On our drive out to our hike Tom and I spotted a total of four antelope, all fairly close to the road: one group of 3 and one lonely fellow about 30 miles later. I’m pretty sure this was a good omen since we had a fantastic day exploring new sections of the Paunsaugunt Plateau. The Paunsaugunt is an uplifted area famous as the location of Bryce Canyon National Park, but much of the rest of the plateau is part of Dixie National Forest and in my opinion, just as beautiful. The section that is in the national park generally has less erosion of the hoodoos that are exposed along the plateau’s edges, but I prefer the dramatic vistas and healthy forest in the other parts. Not to mention that I can hike all day wherever I want without seeing anyone. Oh, and fun fact: Paunsaugunt means “land of the beavers” in Pauite.

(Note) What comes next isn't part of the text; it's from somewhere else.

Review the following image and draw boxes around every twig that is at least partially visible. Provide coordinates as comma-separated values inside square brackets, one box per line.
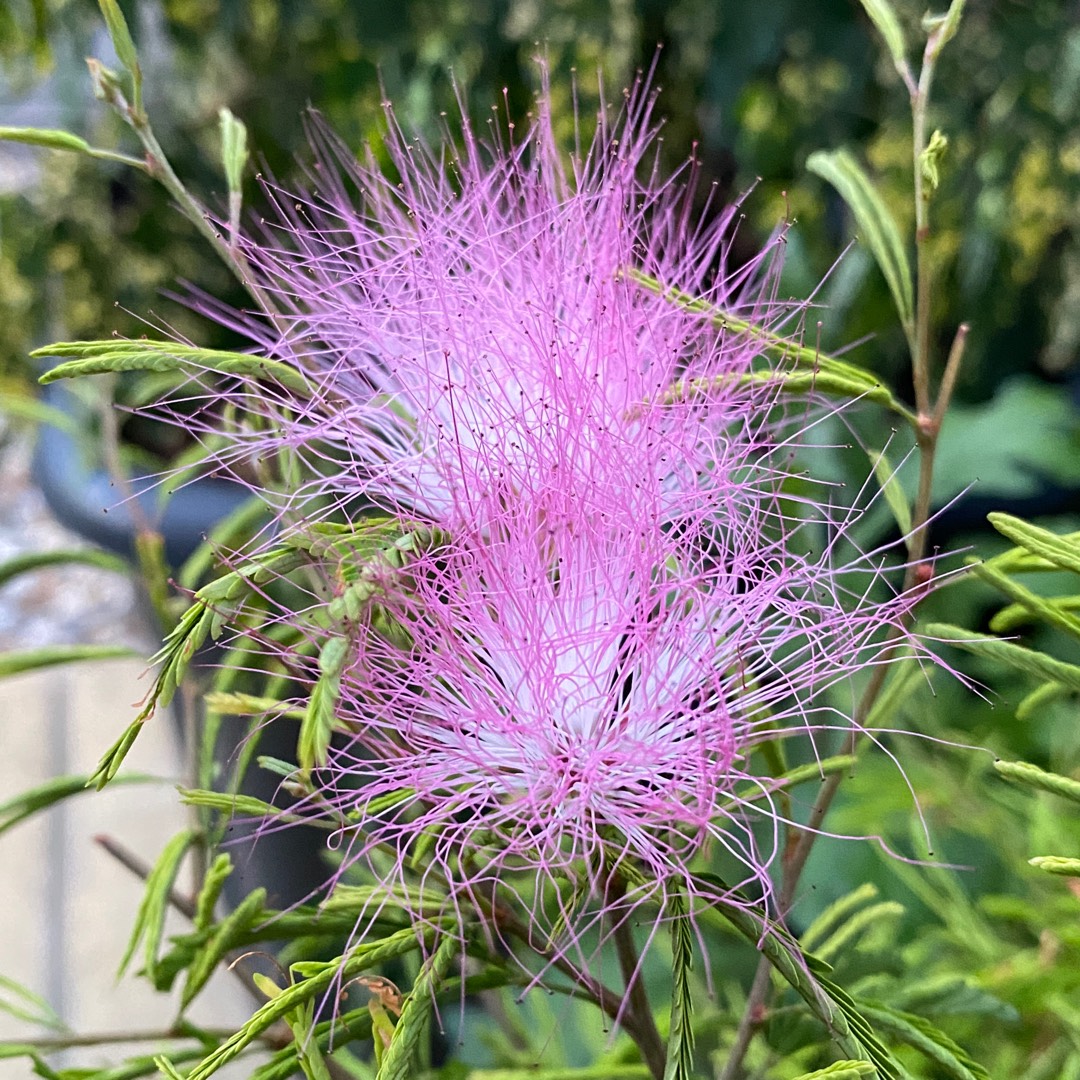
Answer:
[612, 914, 667, 1080]
[94, 835, 266, 1002]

In any case there is a lot of this area that neither of us has seen so we decided to head that way since the recent late spring snow had melted. We started by heading out along the East Fork of the Sevier River Scenic Backway which, as you might expect, parallels the river until you reach the dam and the mile-long Tropic Reservoir. Once past the lovely reservoir we turned off the graded gravel onto less developed dirt roads and the adventure began. We actually drove quite a ways before deciding to stop and walk – though deciding is not quite the right word since what happened was that we suddenly encountered steep, snow-covered switchbacks that were impassable. We parked and began walking up the hill at this point; lucky for us the snow almost disappeared once we started crossing more exposed areas. Plenty of mud in some places though.

In characteristic fashion we veered off the road after a mile and found ourselves an incredible overlook with hundreds of hoodoos below and views for miles. Hiking up the limestone to the top of the amphitheater brought us to 9,200 feet. We continued walking for another 3ish miles after we had our fill of the bowl and found ourselves more views and more hoodoos as we circle the edge of the plateau. We stayed close to or on the forest roads while walking since we were unfamiliar with the terrain but since the road seemed to more or less follow the rim of the plateau we had ample opportunities for views and cross-country exploring without having to worry about getting lost.
Too soon it was time to turn around but we had another surprise for us on the return – a horny toad. They aren’t all that uncommon or anything but I happen to think they’re cute in a weird way. Plus he/she provided a bookend to a lovely day that had begun with antelope sightings.